Compared to traditional web-serving techniques where each connection (request) generate a new thread, taking up system RAM and eventually maxing-out at the amount of RAM available, Node.js operates on a single-thread, using non-blocking I/O calls, allowing it to support tens of thousands of concurrent connections (held in the event loop). Additionally, it is all based on the open web stack (HTML,CSS and JS) running over the standard port 80. In simple, it is really scalable.

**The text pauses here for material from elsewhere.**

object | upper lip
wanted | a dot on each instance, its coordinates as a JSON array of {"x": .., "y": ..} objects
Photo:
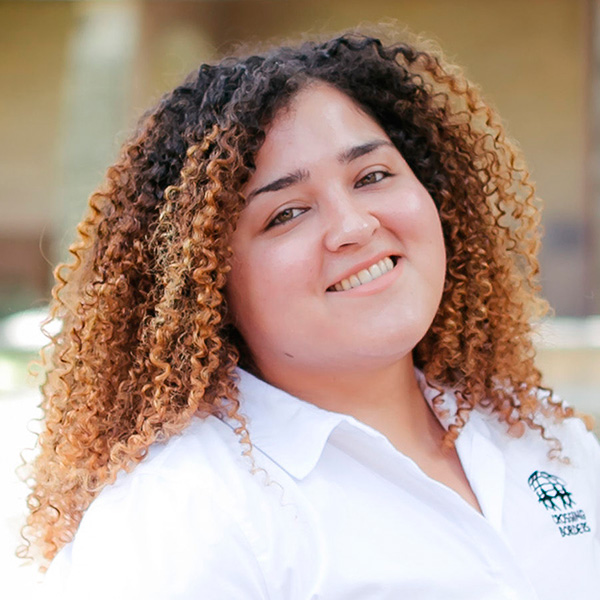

It is very important to think that Node.js is especially suited for applications that require persistent connection from the browser back to the server such as chat programs, interactive games, real-time applications etc. If one is just building an application that does not necessarily need user/server COMMUNICATION, developing with other frameworks would be just fine and will take much less time. Node.js is well suited for applications that have a lot of concurrent connections and each request only needs very few CPU cycles, because the event loop (with all the other clients) is blocked during execution of a function.

Instead of writing more SQL commands, MongoDB gives more time writing map/reduce functions in JavaScript. MongoDB, a NoSQL which is schemaless, document oriented persistence represents a fundamental shift in steadfastness strategy. It will also reduce the complexity of transformation logic, because MongoDB release JavaScript Object Notation (JSON) natively. Consequently, writing RESTful web services is easier than ever.

But the biggest shift from LAMP to MEAN is the move from traditional server-side page generation to a client-side single-page application (SPA) orientation. It runs JavaScript, so you can use the same language on server and client, and even share some code between them (e.g. for form validation, or to render views at either end.)

With Express, you can still handle server-side routing and page generation, but the emphasis is now on client-side views, courtesy of AngularJS. This change involves more than simply shifting your Model-View-Controller (MVC) artifacts from the server to the client. And perhaps most important, you’ll move from a page-centric view of your application to one that is component-oriented. MEAN stack isn’t mobile-centric. AngularJS runs equally well on desktops and laptops, smartphones and tablets, and even smart TVs. And as the MEAN stack is growing in adoption, a variety of testing strategies have developed and available. With world-class testing frameworks such as MochaJS, JasmineJS, and KarmaJS, you can write thorough, comprehensive test suites for your MEAN app.

The single-threaded event-driven system is fast and simple, compared to traditional Java or ROR frameworks, when handling lots of requests at once. Knowing more about MEAN helps you to play around with the technology!